The pattern is the dead-letter queue: after a message fails N times, move it aside so it stops blocking the queue and can be inspected later FR-13. For a loop, a stuck run does not spin until the spend cap kills it; it hits its attempt limit and routes to a dead-letter path or to a human, with the audit trail attached. This is the LoopRails stance on stopping and on putting the human at the edge that matters: the kill switch and the human are where a run that cannot recover on its own goes, not a per-step gate on the runs that can.

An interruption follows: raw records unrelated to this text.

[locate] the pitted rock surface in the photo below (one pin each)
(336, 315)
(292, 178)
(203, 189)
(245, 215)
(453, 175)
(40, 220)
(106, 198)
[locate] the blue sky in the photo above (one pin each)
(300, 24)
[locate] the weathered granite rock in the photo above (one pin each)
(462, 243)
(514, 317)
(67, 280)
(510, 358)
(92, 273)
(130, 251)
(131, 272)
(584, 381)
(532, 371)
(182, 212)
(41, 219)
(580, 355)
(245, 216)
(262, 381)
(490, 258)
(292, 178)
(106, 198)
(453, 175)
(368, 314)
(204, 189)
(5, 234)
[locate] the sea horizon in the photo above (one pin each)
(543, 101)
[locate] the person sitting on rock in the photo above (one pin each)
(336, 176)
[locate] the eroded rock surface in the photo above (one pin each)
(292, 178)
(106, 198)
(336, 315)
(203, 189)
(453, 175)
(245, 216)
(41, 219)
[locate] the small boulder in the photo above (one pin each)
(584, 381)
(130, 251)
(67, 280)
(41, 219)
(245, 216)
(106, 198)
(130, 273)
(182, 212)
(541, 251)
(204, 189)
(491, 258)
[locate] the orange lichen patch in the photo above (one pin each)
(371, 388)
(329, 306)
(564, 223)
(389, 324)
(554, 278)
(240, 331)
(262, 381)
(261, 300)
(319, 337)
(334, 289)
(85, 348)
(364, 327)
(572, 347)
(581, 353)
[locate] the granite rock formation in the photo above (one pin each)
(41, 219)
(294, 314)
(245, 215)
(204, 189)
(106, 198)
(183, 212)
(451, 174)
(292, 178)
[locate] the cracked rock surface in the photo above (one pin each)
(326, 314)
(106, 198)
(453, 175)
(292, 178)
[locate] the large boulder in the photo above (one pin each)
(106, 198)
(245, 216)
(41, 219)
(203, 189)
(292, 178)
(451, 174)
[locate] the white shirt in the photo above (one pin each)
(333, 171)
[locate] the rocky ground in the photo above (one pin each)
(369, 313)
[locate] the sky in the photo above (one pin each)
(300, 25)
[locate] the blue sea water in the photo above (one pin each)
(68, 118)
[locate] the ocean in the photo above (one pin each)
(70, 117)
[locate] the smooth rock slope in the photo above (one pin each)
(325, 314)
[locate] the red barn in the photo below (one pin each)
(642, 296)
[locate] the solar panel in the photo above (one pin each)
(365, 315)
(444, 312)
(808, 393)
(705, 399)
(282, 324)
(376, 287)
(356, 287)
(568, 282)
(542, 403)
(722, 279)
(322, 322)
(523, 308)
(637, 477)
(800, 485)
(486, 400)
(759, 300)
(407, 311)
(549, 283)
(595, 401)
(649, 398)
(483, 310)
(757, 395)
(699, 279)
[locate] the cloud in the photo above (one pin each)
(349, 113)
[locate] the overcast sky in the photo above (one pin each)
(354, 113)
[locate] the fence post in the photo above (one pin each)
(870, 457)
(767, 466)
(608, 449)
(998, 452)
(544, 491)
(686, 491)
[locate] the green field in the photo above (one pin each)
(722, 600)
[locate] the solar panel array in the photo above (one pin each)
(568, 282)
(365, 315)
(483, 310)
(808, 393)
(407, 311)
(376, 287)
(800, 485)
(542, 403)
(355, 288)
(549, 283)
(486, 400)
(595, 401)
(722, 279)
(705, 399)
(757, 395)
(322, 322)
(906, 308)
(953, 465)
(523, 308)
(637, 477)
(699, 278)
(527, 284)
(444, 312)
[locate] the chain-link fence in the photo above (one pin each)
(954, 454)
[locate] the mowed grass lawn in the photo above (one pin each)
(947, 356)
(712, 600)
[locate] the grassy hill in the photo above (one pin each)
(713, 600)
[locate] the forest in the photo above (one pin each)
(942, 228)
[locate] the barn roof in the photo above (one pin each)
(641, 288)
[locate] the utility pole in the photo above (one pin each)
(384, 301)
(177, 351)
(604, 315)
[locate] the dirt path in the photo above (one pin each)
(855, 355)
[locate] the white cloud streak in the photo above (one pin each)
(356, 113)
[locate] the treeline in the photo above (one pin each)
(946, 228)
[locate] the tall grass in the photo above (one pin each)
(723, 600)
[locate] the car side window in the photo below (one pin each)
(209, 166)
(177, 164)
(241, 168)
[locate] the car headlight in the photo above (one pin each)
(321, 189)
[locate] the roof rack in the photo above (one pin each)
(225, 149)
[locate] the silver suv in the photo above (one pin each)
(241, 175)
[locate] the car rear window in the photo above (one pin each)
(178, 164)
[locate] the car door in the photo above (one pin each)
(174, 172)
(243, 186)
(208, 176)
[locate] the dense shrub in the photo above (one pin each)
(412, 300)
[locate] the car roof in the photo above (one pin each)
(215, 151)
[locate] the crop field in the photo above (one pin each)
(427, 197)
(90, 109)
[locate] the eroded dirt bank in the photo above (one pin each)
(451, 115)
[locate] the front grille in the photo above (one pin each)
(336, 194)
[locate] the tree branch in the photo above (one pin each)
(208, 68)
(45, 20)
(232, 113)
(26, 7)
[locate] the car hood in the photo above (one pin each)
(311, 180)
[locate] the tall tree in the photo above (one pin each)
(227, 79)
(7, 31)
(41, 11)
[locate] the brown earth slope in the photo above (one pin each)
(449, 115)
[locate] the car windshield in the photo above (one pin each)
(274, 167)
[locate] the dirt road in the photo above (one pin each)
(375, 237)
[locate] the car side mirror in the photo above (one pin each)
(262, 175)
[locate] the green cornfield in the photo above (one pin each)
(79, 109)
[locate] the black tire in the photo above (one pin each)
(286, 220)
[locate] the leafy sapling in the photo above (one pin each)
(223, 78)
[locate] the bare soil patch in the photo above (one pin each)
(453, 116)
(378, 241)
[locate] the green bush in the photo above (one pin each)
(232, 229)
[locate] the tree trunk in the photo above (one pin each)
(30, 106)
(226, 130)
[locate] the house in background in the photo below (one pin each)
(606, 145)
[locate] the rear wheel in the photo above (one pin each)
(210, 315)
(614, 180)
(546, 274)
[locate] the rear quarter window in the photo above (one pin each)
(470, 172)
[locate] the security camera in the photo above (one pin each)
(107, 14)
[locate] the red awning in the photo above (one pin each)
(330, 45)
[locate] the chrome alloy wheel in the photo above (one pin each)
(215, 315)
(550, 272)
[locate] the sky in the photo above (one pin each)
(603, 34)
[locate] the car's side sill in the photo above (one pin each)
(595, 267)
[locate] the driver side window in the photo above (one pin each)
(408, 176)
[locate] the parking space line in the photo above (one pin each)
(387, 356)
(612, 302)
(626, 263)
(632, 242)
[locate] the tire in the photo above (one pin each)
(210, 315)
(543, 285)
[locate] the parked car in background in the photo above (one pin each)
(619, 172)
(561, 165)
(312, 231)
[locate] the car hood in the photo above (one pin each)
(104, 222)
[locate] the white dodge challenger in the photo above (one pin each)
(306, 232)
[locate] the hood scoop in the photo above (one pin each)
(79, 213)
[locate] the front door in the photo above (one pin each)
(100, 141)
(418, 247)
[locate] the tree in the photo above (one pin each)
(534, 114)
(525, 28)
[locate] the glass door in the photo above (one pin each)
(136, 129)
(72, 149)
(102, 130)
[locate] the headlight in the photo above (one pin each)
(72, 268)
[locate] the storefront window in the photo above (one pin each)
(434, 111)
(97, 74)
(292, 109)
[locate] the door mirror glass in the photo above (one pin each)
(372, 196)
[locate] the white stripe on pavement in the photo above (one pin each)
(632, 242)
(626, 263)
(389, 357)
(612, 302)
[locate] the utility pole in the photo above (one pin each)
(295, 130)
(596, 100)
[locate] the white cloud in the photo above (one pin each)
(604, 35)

A capped exit is a routine signal that the problem was harder than the loop was provisioned for.

How it lands in LoopRails

The mapping is short, because the framework was built around these failures.

  • The memory file is the checkpoint: read it at the start, write it at the end, keep it in version control, and a crashed run resumes from the last good state instead of relearning the task.
  • The verifier gates the retry, not the model, and retries are bounded by the iteration and spend caps, so a loop with no honest check cannot retry its way to a confident error.
  • Caps plus a circuit breaker stop runaway recovery, with the breaker tripping on dead dependencies and the no-progress signal before a retry storm becomes a cascade.
  • Irreversible actions get compensation and a human: idempotency before retryability, sagas with compensating actions, and a G3 gate where rollback is not enough.
  • The starter project already writes the trail you recover from: a memory file, an append-only audit log, and a metrics file, the durable state a resumed run reads and an operator inspects after a run is quarantined.

Before you turn a loop loose unattended, the Kit guardrails checklist makes the recovery posture concrete: caps and a tested kill switch, a circuit breaker that trips on no progress, a rollback path that has actually been exercised, and an audit log captured for the full run. The evidence behind every claim here lives in the Loop Engineering Codex. The shortest honest test of a recovery design is the one most people skip: kill the process mid-action, on purpose, and see whether the next run picks up where it left off without re-doing what already happened. If it cannot, you have a loop that works in the demo and an incident waiting for the night no one is watching.